Mechanical and durability behavior of recycled aggregate concrete made with different kinds of wastewater

Abstract

The reuse of industrial wastewater and the recycling of construction and demolition waste material produced by the construction industry will lead to a sustainable environment by reducing the exploitation of the new natural resources and the waste deposit areas. The present study endeavors to investigate the mechanical and durability performance of recycled aggregate concrete (RAC) made with five different kinds of wastewater taken from domestic sewerage, fertilizer factory, textile factory, sugar factory, and service station. The potable water was completely replaced with each kind of wastewater for the mixing of concrete to examine its effect on compressive strength (CS) and split tensile strength (STS), water absorption (WA), chloride penetration (CP), and resistance against sulfuric acid attack of RAC at various testing days.

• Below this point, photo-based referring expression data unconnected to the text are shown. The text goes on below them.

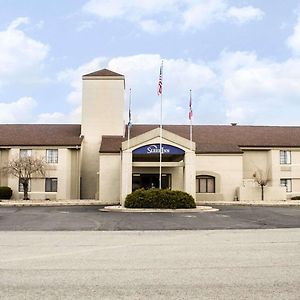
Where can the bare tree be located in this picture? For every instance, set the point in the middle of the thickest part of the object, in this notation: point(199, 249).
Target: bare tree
point(24, 168)
point(262, 178)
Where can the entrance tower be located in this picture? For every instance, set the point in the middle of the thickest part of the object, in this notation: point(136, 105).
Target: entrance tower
point(102, 114)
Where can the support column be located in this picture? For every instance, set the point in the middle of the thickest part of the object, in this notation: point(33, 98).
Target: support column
point(190, 173)
point(126, 176)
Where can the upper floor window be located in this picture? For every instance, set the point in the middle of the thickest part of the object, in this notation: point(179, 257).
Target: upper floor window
point(205, 184)
point(51, 185)
point(285, 157)
point(25, 152)
point(52, 156)
point(287, 183)
point(21, 187)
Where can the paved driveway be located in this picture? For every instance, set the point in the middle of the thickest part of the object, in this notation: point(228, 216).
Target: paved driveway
point(90, 218)
point(207, 264)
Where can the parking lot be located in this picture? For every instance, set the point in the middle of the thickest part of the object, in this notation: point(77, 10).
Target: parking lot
point(91, 219)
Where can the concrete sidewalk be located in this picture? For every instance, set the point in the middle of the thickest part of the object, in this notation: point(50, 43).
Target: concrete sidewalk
point(82, 202)
point(7, 203)
point(255, 203)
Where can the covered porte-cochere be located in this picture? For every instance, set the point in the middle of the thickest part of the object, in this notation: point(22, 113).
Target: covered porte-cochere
point(140, 163)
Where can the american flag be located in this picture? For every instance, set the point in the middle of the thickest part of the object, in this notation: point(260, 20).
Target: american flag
point(190, 105)
point(159, 87)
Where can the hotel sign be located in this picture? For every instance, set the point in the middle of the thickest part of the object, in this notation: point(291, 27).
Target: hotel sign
point(155, 149)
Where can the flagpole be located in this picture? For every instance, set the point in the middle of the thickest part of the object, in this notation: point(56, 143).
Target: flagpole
point(129, 119)
point(191, 121)
point(160, 142)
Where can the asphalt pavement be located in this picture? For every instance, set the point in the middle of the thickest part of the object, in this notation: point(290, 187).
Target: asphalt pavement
point(207, 264)
point(90, 218)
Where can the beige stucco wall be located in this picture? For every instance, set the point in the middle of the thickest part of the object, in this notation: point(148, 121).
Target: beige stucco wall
point(3, 162)
point(271, 193)
point(177, 174)
point(66, 171)
point(229, 167)
point(109, 178)
point(252, 160)
point(102, 114)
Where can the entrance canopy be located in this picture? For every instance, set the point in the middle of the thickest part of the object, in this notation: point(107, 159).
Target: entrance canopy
point(151, 153)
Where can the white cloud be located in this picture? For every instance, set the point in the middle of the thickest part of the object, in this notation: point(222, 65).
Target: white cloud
point(253, 87)
point(20, 55)
point(245, 14)
point(141, 73)
point(152, 26)
point(20, 111)
point(293, 41)
point(128, 9)
point(73, 78)
point(202, 13)
point(150, 15)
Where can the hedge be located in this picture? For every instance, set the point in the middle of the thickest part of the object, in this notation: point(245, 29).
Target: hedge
point(5, 192)
point(156, 198)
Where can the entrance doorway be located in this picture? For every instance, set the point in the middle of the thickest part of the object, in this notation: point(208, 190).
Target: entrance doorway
point(148, 181)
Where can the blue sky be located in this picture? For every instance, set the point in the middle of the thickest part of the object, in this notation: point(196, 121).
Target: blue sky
point(240, 58)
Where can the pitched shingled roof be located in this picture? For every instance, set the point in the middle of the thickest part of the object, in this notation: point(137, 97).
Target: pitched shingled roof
point(219, 138)
point(208, 138)
point(103, 72)
point(40, 135)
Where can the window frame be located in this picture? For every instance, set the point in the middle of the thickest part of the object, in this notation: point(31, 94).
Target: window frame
point(51, 159)
point(52, 185)
point(287, 183)
point(207, 178)
point(20, 188)
point(25, 153)
point(285, 157)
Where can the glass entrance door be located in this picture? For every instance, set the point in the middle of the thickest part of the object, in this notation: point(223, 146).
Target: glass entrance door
point(148, 181)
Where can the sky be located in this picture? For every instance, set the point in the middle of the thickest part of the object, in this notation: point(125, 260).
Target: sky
point(240, 58)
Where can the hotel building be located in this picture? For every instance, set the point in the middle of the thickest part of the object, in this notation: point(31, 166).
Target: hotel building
point(96, 160)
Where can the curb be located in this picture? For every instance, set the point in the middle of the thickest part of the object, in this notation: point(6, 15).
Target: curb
point(49, 204)
point(150, 210)
point(237, 203)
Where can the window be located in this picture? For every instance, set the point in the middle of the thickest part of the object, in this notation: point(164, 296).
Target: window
point(21, 189)
point(25, 152)
point(205, 184)
point(51, 185)
point(287, 182)
point(285, 157)
point(52, 156)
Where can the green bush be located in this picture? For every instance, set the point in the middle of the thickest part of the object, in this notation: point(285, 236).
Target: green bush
point(5, 192)
point(156, 198)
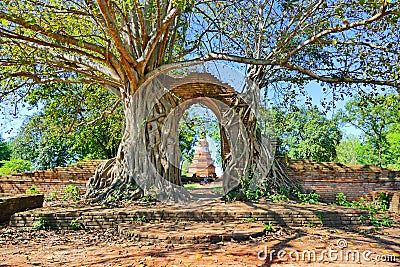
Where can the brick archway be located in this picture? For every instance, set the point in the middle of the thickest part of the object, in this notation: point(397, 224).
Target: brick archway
point(220, 98)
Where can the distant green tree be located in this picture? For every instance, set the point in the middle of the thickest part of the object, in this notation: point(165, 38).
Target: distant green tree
point(72, 125)
point(375, 117)
point(349, 150)
point(306, 133)
point(393, 156)
point(14, 166)
point(5, 151)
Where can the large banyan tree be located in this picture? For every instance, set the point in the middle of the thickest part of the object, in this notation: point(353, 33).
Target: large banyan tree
point(130, 48)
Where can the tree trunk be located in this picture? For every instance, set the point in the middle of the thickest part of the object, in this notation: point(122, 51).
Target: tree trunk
point(146, 155)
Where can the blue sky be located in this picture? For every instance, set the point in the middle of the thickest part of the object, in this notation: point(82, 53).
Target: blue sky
point(9, 126)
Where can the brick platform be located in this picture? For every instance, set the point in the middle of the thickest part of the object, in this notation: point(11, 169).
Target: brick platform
point(183, 232)
point(13, 204)
point(49, 181)
point(287, 214)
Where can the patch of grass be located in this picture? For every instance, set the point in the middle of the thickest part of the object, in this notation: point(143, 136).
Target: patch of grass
point(32, 190)
point(307, 198)
point(218, 190)
point(42, 224)
point(137, 218)
point(71, 192)
point(75, 224)
point(52, 196)
point(247, 220)
point(269, 228)
point(192, 186)
point(377, 210)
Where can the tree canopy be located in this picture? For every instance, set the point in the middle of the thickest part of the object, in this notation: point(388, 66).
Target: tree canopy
point(378, 118)
point(119, 44)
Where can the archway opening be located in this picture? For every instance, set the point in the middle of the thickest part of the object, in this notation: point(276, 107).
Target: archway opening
point(200, 147)
point(199, 123)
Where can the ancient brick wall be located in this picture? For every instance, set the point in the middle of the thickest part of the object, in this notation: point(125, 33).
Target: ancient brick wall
point(327, 179)
point(355, 181)
point(49, 181)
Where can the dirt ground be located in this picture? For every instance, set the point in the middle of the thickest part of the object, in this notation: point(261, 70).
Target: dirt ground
point(289, 247)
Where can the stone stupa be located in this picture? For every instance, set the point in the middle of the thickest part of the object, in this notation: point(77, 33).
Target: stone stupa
point(202, 163)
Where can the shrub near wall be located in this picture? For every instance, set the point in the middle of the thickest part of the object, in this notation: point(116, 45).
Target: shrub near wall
point(50, 181)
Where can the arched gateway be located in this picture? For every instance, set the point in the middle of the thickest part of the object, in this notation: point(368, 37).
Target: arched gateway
point(151, 147)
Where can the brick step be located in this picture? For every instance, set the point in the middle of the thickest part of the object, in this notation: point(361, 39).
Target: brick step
point(287, 215)
point(183, 232)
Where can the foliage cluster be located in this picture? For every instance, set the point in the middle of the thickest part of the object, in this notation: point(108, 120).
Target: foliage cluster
point(377, 209)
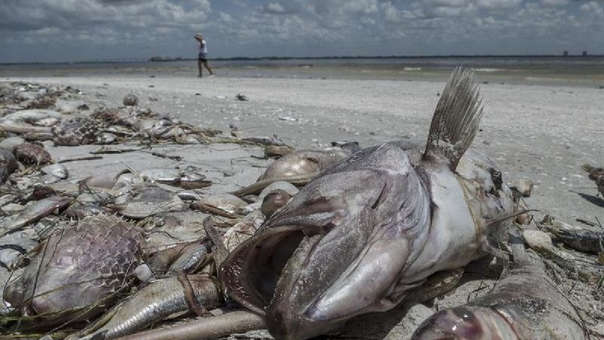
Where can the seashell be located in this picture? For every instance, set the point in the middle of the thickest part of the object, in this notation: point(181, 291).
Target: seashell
point(56, 170)
point(31, 154)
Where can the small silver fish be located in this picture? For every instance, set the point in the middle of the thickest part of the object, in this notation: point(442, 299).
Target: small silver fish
point(157, 301)
point(56, 170)
point(8, 164)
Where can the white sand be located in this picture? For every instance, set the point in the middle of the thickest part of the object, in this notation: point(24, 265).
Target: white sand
point(542, 133)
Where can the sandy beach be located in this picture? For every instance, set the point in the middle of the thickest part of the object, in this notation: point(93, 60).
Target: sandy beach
point(535, 132)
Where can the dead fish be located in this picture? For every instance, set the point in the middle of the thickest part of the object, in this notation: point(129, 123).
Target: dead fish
point(8, 164)
point(31, 154)
point(25, 121)
point(303, 162)
point(277, 150)
point(78, 267)
point(588, 241)
point(106, 138)
point(274, 201)
point(227, 203)
point(33, 211)
point(242, 230)
point(75, 131)
point(161, 175)
point(298, 167)
point(157, 301)
point(357, 238)
point(130, 100)
point(191, 257)
point(596, 175)
point(56, 170)
point(525, 305)
point(147, 201)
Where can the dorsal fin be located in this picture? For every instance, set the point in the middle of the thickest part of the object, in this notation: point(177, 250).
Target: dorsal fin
point(456, 118)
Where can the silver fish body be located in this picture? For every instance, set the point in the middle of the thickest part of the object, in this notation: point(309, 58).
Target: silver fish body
point(525, 305)
point(157, 301)
point(357, 238)
point(8, 164)
point(303, 162)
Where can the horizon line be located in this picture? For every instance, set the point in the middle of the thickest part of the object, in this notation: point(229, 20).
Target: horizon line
point(169, 59)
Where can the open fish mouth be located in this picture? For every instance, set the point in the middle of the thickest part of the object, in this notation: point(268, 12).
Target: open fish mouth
point(269, 254)
point(336, 250)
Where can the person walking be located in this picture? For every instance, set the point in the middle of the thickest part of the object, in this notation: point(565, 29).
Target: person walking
point(202, 59)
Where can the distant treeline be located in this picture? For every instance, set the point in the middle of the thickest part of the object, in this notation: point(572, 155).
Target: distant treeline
point(164, 59)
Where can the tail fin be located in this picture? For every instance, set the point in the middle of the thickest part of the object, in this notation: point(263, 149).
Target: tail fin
point(456, 118)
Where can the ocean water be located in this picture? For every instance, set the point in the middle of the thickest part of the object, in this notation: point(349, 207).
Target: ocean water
point(550, 70)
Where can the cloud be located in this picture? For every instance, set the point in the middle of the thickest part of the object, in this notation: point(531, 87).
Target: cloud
point(90, 29)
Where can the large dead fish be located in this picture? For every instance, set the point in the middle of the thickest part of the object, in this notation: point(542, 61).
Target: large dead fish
point(357, 238)
point(525, 305)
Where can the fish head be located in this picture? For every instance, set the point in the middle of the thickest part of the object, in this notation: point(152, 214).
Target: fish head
point(336, 250)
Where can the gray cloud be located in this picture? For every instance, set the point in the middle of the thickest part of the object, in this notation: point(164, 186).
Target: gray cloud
point(39, 30)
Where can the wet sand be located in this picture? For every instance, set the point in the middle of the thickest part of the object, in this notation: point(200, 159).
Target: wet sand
point(541, 133)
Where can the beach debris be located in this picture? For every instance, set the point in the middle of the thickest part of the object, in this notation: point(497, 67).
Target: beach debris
point(8, 164)
point(276, 151)
point(191, 257)
point(273, 201)
point(79, 269)
point(303, 162)
point(166, 206)
point(523, 186)
point(226, 205)
point(75, 131)
point(241, 97)
point(160, 299)
point(30, 121)
point(31, 154)
point(356, 238)
point(596, 175)
point(298, 167)
point(525, 304)
point(56, 170)
point(10, 143)
point(578, 238)
point(33, 211)
point(130, 100)
point(538, 240)
point(233, 322)
point(147, 200)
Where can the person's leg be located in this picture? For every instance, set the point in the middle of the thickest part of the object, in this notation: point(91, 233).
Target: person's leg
point(205, 63)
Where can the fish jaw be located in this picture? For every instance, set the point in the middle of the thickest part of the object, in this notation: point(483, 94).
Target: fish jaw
point(345, 241)
point(466, 323)
point(296, 312)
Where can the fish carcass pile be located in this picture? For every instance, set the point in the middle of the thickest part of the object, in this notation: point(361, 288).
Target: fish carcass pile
point(124, 223)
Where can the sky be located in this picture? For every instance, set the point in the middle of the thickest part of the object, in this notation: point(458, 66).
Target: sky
point(93, 30)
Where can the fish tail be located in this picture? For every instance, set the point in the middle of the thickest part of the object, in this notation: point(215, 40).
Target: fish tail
point(456, 118)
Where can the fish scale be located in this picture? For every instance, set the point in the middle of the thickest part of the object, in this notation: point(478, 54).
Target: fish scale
point(79, 266)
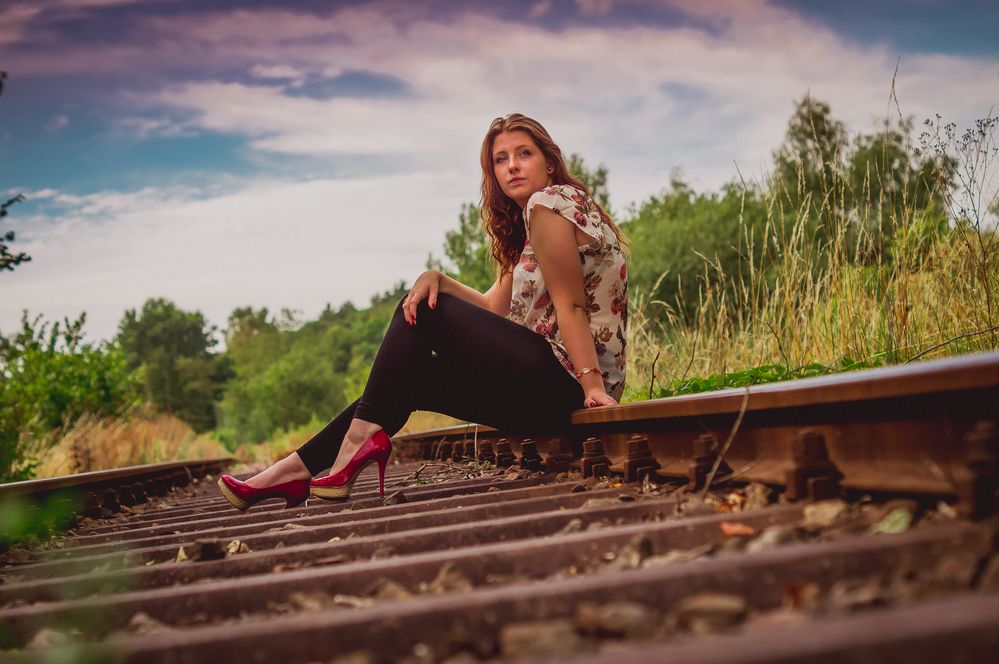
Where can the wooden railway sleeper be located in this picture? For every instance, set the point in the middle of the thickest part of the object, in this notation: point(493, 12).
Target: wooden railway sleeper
point(595, 462)
point(813, 475)
point(978, 490)
point(639, 461)
point(529, 457)
point(706, 449)
point(443, 451)
point(504, 454)
point(485, 452)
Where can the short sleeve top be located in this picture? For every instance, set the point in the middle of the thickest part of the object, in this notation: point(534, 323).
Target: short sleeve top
point(605, 282)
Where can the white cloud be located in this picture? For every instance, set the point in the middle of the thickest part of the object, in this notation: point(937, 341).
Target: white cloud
point(642, 100)
point(595, 7)
point(602, 92)
point(540, 9)
point(281, 72)
point(57, 123)
point(267, 243)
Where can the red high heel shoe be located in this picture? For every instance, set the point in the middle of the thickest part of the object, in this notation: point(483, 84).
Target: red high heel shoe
point(242, 496)
point(375, 449)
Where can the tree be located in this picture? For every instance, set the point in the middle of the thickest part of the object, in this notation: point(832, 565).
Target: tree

The results show that using the wastewater taken from the textile factory in the production of RAC presents the maximum CS (32.2 MPa) and STS (3 MPa) that were 19% and 16% higher than that of the RAC made with potable water. The use of wastewater taken from domestic sewerage for the mixing of RAC presented the highest WA (13.88%). The usage of wastewater taken from the fertilizer factory in the production of RAC depicted the maximum mass loss (19.62% at 120 days of testing) due to an attack of 4% H2SO4 and the highest CP (16.49 mm at 28 days of testing). The statistical analysis depicted a considerable difference among the CS and CP of RAC mixes while no considerable difference was depicted by the statistical tests for the WA, STS, and acid attack for various RAC mixes.